Governance toolbox: Space for resilient, thoughtful, functional work (& leadership)

I have a few good "tools" to include this week, but I want to start with that bit of inspiration and affirmation of one of the essential contributions of a diverse boardroom. It's about more than checking off a box on a matrix. It's about enriching the conversation and, ultimately, the governance outcomes that emerge from that conversation.

Actually, that's a nice opening to the first tool.

How to talk in meetings when you hate talking in meetings -- This one's for my fellow introverts. It's also for the extroverts and ambiverts who serve alongside us.  As an introvert, most of the recommendations and the scenarios behind them ring familiar. Most personally germane: the need to speak up when I need time to think through the issues at hand. Do my fellow introverts speak up when they need that time (can't say I always have)? Do our board leaders recognize that need? Do they actively and voluntarily provide that breathing room, even when we chicken out and neglect to ask for it?
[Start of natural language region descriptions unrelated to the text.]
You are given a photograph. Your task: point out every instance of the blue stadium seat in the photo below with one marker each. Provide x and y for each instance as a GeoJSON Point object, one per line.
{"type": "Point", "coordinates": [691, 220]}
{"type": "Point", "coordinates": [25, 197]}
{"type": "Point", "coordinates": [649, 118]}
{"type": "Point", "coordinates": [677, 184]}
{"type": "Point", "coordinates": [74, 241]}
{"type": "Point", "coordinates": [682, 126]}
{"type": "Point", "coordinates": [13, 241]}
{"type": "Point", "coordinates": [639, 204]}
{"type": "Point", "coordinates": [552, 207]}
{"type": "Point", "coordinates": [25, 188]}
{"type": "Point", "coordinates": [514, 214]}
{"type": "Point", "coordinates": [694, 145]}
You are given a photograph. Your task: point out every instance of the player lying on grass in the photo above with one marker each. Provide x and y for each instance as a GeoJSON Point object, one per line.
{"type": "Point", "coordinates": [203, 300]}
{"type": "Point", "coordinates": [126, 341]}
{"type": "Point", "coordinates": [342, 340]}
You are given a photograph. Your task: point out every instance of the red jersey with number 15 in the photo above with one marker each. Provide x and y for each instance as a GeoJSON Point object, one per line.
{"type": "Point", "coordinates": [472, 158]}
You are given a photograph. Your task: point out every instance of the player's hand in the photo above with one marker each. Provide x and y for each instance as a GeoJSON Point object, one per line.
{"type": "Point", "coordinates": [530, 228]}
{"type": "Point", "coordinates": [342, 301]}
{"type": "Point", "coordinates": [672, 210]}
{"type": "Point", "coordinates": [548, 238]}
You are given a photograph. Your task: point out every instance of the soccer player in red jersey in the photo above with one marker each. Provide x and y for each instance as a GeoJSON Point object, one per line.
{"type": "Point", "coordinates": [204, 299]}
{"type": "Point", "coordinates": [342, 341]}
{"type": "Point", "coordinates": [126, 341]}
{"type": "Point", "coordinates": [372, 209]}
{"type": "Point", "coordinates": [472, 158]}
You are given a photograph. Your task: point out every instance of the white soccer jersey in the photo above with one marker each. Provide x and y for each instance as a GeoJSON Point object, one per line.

How do we all benefit from an environment where the needs and gifts of quieter members are valued as much as action orientation and keeping the agenda moving?

7 habits of resilient teams -- This one's really general, maybe too general to qualify as a "tool." But it represents an excellent overview of a culture where nonprofit leadership can prosper. "Low turnover" feels like the least applicable to the typical board setting. But give members time (time to think!) and I'm pretty sure this can foster a discussion around assessing how your board structure and culture facilitates or inhibits these "habits." I cannot lie: numbers five through seven intrigue me - and may challenge some boards.

Why dysfunction persists -- Another concise post by Dan Rockwell, the value of which comes from naming and making visible the interpersonal and group dynamics challenges that invade the nonprofit boardroom. It also includes a counterpoint: factors that facilitate functional effectiveness. Does anything ring familiar for your board, on either side? How will you build from the positive and/or address the dysfunctional?

Chairing nonprofit boards -- My newest Pinterest board supports a project I'm developing this summer (more as it nears launch). It also may be of value to current and future nonprofit board leaders. As with all Pinterest boards, it's an evolving resource. I'll be adding new resources - my own and others - as I discover them. In the meantime, enjoy and use those I've already pinned.